Я помахал брелоком на запястье.
«Виндикаторы» развернулись и загремели вниз по лестнице. Я уже совсем было обернулся к двери, чтобы открыть ее, когда мне на руку легла тяжелая перчатка.
— Большая честь опекать вас, старлей.
Он больше ничего не сказал, не стал даже ответа ждать — просто пожал мне предплечье и потопал за своей командой. Ну, еще бы. Сам победитель террористов, во всем белом и сияющем. Наверное, я сварился бы от отвращения к себе, если бы это было по-прежнему важно.
Дверь. Коридор. Ванная.
Я так и не вытер пол, тут очень тяжелый запах, но зато тут тепло, вода подогревалась — или, вернее, не вода, а темно-оранжевая жидкость, сквозь которую даже ее тела не рассмотреть. Выдохнув сквозь зубы, я прикоснулся к ее шее, отыскивая там надежду.

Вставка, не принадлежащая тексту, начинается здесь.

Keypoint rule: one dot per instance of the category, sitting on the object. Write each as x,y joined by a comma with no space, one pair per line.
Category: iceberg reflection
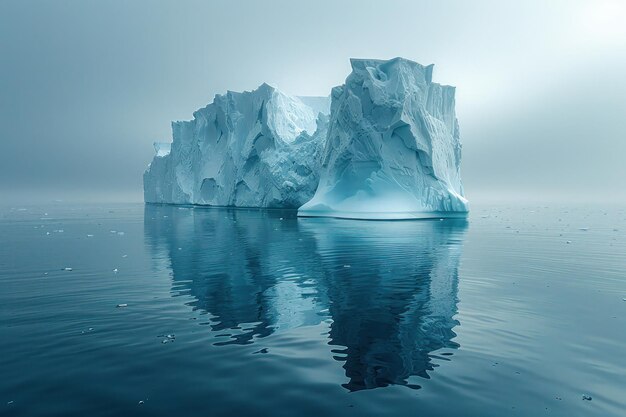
389,289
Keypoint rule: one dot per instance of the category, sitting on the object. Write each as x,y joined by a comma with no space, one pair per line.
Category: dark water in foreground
237,312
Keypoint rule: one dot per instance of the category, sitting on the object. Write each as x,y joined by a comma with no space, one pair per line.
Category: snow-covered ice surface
393,149
387,147
253,149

«Она спит. Очень крепко спит».
Я сел в засохшую лужу крови, туда, где сидел вчера, и ощутил тепло внутри — слабое, делающее слабым меня самого. Я был бы рад и просто этому теплу, но вместе с ним пришло еще и понимание того, что все сделано правильно.
«Она того стоит».
Ее пальцы, сжавшие искореженный металл, шевельнулись, и я вскочил. Успел. Ее веки медленно поднимались, ноздри тянули первый глубокий вдох. Это все было не по-человечески, это была чудовищно слабая Ева…
— И-икари.
Я улыбался. Ничего лучше я еще в этой жизни не видел. И не слышал.
— С возвращением, Аянами.
У меня уже болели щеки, сводило скулы от этой идиотской улыбки, а в глазах что-то было совсем нехорошо, и сквозь эту дрожащую пелену я увидел, как к моему лицу тянется рука — сжатый кулачок с выставленным указательным пальцем.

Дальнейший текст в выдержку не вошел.